Ferric citrate, including brand versions such as Auryxia, was prescribed to approximately 150,000 people in the USA during 2020. In the US ferric citrate accounts for just under 10% of phosphate binder prescriptions and is also approved as an iron supplement for adults suffering from chronic kidney disease not on dialysis. Since receiving FDA approval for both indications between 2014-2017, use of ferric citrate has seen steady growth.

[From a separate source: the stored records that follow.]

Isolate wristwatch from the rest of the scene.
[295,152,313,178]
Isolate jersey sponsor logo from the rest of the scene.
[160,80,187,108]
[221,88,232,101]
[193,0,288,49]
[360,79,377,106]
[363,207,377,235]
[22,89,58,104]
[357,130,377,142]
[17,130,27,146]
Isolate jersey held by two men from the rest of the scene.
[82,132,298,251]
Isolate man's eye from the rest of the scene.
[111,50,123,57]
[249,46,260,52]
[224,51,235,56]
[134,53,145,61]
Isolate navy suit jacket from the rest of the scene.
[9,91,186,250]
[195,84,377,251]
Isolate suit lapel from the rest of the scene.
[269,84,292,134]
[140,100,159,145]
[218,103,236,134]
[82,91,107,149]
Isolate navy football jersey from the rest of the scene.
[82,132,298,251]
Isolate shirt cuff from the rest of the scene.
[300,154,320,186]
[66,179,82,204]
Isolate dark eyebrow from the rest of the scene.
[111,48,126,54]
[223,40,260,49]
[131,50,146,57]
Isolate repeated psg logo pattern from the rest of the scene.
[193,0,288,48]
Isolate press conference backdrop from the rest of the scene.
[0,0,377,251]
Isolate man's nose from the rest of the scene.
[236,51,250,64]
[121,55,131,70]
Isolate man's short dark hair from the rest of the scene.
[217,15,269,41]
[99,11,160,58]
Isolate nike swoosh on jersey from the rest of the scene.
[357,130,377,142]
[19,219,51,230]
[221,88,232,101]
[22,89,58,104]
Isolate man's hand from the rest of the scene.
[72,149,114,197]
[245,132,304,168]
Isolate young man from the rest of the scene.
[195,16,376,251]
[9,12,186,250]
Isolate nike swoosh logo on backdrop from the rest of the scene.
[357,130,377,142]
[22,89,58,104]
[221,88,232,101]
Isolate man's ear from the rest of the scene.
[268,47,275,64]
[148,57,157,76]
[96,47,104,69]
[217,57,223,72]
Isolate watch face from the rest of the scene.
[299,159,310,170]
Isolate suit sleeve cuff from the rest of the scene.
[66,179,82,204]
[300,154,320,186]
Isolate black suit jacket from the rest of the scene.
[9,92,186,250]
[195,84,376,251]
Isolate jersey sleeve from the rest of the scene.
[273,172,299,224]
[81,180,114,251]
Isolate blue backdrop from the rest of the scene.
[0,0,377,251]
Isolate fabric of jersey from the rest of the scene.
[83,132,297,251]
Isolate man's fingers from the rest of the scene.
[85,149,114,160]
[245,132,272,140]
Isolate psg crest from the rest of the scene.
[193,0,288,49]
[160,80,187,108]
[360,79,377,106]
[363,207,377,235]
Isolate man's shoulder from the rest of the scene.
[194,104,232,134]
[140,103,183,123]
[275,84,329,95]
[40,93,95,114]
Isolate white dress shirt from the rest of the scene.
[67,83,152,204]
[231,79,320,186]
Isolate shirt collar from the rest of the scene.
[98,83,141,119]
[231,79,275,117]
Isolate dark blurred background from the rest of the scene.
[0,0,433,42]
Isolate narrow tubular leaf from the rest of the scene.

Both Renvela (sevelamer carbonate) and Auryxia (ferric citrate) have been proven to be effective in managing high phosphorus levels in patients with chronic kidney disease who are on dialysis. They function by binding dietary phosphate in the gut, preventing its absorption into the bloodstream. The choice between these two drugs often depends on individual patient needs and circumstances.

Renvela is a non-calcium, metal-free phosphate binder that doesn't contribute to the calcium load of patients, hence it's often considered for those at risk of hypercalcemia or vascular calcification. On the other hand, Auryxia not only binds dietary phosphate but also delivers an iron source which could be beneficial for some patients with iron-deficiency anemia.

Both medications are available as generics, offering cost-effective options to many patients. Initially starting either drug may require a period of dose adjustment under medical supervision to achieve optimal phosphorus control while minimizing side effects.

In terms of side effects profiles, both can cause gastrointestinal issues such as constipation or diarrhea among others; however, Auryxia might lead to discolored stools due to its iron content but generally this is harmless and expected. For both drugs, once treatment starts it's important for patients' blood parameters including serum phosphorus levels and potentially hemoglobin/iron profile (particularly if using Auryxia), among others should be closely monitored by their healthcare provider regularly.